【経済産業省】「文献調査」評価基準策定も 最終処分場の地域選定は難航
財界オンライン / 2023年11月7日 11時30分
経済産業省は10月13日、総合資源エネルギー調査会の特定放射性廃棄物小委員会を開いた。原発から出る高レベル放射性廃棄物(核のごみ)の最終処分場を選定するための「文献調査」について、評価基準を策定。活断層や火山などの項目ごとに基準を設け、避けるべき地点を明確化させた。文献調査の内容を適正に評価した上で、選定の第2段階「概要調査」の候補地検討に活用する方針。
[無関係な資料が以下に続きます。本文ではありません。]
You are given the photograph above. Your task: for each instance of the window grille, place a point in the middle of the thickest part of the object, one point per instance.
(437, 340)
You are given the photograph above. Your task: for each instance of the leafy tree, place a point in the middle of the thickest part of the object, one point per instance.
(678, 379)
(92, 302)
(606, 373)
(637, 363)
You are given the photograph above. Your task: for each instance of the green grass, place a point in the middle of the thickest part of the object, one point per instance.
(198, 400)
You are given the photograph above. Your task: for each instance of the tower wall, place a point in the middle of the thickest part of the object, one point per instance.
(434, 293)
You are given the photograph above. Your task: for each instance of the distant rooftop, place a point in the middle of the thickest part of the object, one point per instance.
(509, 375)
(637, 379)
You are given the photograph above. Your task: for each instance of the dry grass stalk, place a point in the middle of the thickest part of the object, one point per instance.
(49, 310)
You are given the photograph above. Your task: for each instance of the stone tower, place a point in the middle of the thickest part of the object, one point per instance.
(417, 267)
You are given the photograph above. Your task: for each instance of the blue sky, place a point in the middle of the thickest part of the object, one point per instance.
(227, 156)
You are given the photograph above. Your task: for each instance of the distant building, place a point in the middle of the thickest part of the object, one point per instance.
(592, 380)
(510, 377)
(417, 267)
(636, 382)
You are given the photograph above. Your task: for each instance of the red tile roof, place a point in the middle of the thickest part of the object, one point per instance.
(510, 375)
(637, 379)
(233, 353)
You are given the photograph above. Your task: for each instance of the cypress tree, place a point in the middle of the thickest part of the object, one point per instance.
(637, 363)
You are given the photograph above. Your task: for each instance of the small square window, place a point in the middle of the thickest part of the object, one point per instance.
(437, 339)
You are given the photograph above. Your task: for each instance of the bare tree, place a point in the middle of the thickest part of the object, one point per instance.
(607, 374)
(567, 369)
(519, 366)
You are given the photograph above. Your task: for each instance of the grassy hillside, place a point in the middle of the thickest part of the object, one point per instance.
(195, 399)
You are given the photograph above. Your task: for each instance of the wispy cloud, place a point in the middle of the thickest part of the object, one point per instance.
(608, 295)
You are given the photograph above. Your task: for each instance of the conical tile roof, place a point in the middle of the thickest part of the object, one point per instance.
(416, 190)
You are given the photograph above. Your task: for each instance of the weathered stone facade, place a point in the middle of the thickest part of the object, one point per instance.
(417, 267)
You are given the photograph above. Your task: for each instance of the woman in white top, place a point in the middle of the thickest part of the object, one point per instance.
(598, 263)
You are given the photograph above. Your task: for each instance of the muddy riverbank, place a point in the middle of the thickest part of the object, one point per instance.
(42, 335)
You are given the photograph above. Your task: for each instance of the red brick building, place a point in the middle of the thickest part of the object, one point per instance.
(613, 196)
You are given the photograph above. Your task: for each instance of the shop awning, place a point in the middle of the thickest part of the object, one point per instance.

評価基準では最終処分場として避けるべき地点として、後期更新世(約12万~13万年前)以降の活動が否定できない活断層の断層面や、約258万年前までに活動した火山の15キロ以内などを提示。景観や環境の保護を考慮する方針も示した。
現在、全国で文献調査を受け入れているのは北海道の寿都町と神恵内村で、調査開始からすでに約3年が経過した。調査を担う原子力発電環境整備機構(NUMO)は、国の評価基準に則って2町村の調査報告書をまとめる方針だ。
一方、文献調査の受け入れ地域は2町村以外に広がりを見せていない。受け入れを検討していた長崎県対馬市は9月、応募しない意向を表明。比田勝尚喜市長は、「市民の合意形成が十分でないと判断した。観光業や水産業などへの風評被害が少なからず発生すると考えられる」と述べた。
政府は今年4月、「最終処分に関する基本方針」を改定し、「政府の責任」で処分に取り組んでいくことを明確化。NUMOも含めて7月から全国の自治体を個別に訪問し、調査受け入れの働き掛けを強化している。
経済産業省は「複数の地域が文献調査に関心を持っている」(幹部)として実施地域拡大を目指すが、今回の対馬市の動きは、他の地域の判断にも影響を与えそうだ。